If a white cop had a black dick, would he beat it to death?
A Chinese couple had a black baby and named him Sum Ting Wong.
What would MLK Junior be if he was white?.........Alive.
What do computers and white kids have in common? They don't have trouble shooting.
What do you call four black people in a sleeping bag?
A Kit Kat.
How do you know when a woman is going to have a black baby?
When she takes the tampon out, all the cotton is picked.
What do you call a 90-year-old black man?
Antique farming equipment.
Why are Americans so good at solving Rubik’s cubes?
Because they have a history of separating colors.
Why is a white guy in prison scarier than a black guy in prison?
The white guy actually did it.
Why is it that when I'm in school doing PE, it's fine for someone to say "boys against girls", but the moment I say "blacks against whites" I'm the bad guy?
A shark can swim faster than me, but I can run faster than a shark.
So in a triathlon, it would all come down to whoever can ride a bike the fastest.
What do Nike and the KKK have in common?
They both make Black people run faster.
What's white on top and black on the bottom?
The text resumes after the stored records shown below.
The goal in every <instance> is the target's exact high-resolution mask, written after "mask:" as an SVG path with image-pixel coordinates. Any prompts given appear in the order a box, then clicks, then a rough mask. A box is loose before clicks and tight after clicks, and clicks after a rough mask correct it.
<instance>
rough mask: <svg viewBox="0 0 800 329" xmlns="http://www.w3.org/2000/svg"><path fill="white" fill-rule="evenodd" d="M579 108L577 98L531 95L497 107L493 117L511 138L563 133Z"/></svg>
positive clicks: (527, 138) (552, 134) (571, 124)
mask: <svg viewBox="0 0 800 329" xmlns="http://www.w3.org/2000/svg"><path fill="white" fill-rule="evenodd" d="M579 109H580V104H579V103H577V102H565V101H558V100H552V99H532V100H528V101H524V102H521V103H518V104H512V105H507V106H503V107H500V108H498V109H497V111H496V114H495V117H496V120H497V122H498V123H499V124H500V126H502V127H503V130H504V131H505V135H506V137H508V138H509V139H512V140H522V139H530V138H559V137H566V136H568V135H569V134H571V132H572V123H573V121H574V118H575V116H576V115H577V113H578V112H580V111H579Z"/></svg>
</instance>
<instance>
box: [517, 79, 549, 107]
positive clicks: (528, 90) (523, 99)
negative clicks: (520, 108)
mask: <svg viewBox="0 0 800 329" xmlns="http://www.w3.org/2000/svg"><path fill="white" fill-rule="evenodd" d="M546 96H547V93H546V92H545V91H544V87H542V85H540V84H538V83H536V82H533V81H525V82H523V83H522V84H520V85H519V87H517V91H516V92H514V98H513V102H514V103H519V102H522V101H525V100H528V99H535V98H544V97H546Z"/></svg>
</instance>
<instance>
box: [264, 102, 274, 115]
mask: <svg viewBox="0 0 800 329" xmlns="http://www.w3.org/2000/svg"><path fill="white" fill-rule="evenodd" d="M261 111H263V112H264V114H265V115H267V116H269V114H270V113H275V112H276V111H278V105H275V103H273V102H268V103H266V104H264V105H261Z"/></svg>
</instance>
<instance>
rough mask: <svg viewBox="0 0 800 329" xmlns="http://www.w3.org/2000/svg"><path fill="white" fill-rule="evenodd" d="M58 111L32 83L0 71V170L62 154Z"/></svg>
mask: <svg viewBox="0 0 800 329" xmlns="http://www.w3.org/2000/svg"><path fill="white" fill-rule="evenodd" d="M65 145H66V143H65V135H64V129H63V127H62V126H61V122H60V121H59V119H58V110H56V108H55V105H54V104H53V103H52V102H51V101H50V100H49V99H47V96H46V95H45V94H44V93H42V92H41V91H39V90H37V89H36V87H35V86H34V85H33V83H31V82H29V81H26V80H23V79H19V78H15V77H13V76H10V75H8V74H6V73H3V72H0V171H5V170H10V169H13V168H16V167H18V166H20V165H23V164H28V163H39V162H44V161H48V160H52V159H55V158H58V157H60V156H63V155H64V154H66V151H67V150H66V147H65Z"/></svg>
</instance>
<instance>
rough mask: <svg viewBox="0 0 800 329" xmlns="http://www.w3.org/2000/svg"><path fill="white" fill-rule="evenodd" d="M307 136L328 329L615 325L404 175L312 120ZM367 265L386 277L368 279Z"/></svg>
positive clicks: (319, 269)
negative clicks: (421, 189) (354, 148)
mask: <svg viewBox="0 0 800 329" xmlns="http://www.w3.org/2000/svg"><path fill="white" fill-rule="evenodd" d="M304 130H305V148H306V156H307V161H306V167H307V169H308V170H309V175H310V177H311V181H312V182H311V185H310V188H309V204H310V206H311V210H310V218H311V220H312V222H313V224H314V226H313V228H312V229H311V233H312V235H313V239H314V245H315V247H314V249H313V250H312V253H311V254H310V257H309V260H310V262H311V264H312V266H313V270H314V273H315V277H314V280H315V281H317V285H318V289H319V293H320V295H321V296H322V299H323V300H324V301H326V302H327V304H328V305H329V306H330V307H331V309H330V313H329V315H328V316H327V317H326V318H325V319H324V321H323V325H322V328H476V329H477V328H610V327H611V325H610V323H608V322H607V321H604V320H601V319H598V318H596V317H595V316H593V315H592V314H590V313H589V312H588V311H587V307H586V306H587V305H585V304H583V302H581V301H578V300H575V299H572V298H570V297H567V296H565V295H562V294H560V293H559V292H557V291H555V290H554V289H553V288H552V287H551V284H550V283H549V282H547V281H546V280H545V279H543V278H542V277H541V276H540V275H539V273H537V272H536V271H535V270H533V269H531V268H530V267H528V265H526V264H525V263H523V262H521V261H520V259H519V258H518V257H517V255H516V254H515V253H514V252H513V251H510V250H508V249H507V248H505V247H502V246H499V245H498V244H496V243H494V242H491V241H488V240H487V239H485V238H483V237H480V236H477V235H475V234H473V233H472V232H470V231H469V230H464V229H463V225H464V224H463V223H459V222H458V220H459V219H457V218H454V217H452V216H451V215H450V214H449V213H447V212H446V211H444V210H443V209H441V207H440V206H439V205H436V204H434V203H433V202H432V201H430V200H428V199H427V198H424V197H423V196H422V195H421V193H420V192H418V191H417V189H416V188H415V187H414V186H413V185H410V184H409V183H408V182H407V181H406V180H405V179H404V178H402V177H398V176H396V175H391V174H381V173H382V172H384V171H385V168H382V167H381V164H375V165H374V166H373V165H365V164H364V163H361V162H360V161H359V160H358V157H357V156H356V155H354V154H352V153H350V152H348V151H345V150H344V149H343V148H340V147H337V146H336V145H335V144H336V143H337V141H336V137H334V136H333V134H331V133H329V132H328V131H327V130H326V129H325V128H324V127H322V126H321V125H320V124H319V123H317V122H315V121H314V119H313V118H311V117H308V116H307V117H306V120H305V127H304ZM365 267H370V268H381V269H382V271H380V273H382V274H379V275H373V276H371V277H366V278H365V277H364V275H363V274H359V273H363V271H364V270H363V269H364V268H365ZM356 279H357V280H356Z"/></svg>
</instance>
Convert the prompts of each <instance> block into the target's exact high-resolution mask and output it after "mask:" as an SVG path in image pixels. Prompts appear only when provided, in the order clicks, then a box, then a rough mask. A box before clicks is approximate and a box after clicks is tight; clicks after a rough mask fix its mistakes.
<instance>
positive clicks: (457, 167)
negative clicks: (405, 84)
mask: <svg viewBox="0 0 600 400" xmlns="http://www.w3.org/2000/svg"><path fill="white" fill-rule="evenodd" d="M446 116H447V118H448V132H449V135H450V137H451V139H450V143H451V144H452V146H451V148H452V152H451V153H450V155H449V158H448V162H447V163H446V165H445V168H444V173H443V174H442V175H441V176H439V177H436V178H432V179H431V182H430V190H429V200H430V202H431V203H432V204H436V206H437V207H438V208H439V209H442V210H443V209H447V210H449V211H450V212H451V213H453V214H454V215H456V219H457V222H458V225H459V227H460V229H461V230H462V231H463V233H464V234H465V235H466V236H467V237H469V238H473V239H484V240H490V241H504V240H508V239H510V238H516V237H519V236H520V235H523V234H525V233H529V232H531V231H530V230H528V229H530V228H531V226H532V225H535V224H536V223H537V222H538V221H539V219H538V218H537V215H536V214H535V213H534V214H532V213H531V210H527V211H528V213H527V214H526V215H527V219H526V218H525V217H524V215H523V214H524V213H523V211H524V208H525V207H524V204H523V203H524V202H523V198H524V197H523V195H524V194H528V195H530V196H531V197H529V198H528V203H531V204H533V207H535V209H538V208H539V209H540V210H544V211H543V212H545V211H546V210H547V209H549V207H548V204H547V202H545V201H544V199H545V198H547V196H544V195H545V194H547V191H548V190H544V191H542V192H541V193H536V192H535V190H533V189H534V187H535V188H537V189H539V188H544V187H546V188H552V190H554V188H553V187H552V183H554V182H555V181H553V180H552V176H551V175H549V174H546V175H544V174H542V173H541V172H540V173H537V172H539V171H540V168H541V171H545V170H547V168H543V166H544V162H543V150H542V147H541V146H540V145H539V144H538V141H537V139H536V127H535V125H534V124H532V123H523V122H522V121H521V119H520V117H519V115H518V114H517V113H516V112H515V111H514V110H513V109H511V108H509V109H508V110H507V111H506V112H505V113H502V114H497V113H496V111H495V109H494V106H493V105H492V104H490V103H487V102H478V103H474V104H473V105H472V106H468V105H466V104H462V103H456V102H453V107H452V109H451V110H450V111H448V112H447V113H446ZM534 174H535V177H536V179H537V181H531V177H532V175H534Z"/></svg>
Society.
Why do Indians hate snow?
Because it's white and all over their land.
Slapped cheese on my white friend, told him I like cheese on my crackers.
What do you call a bunch of white people running down a hill? An avalanche.
What about Mexicans you may ask? A mudslide.
What about black people running down a hill?? A jailbreak.
I know why Asian's eyes are always closed. It's because Americans are so fat and ugly.
Why can't two Asians have a white kid?
Because two wongs don't make a white.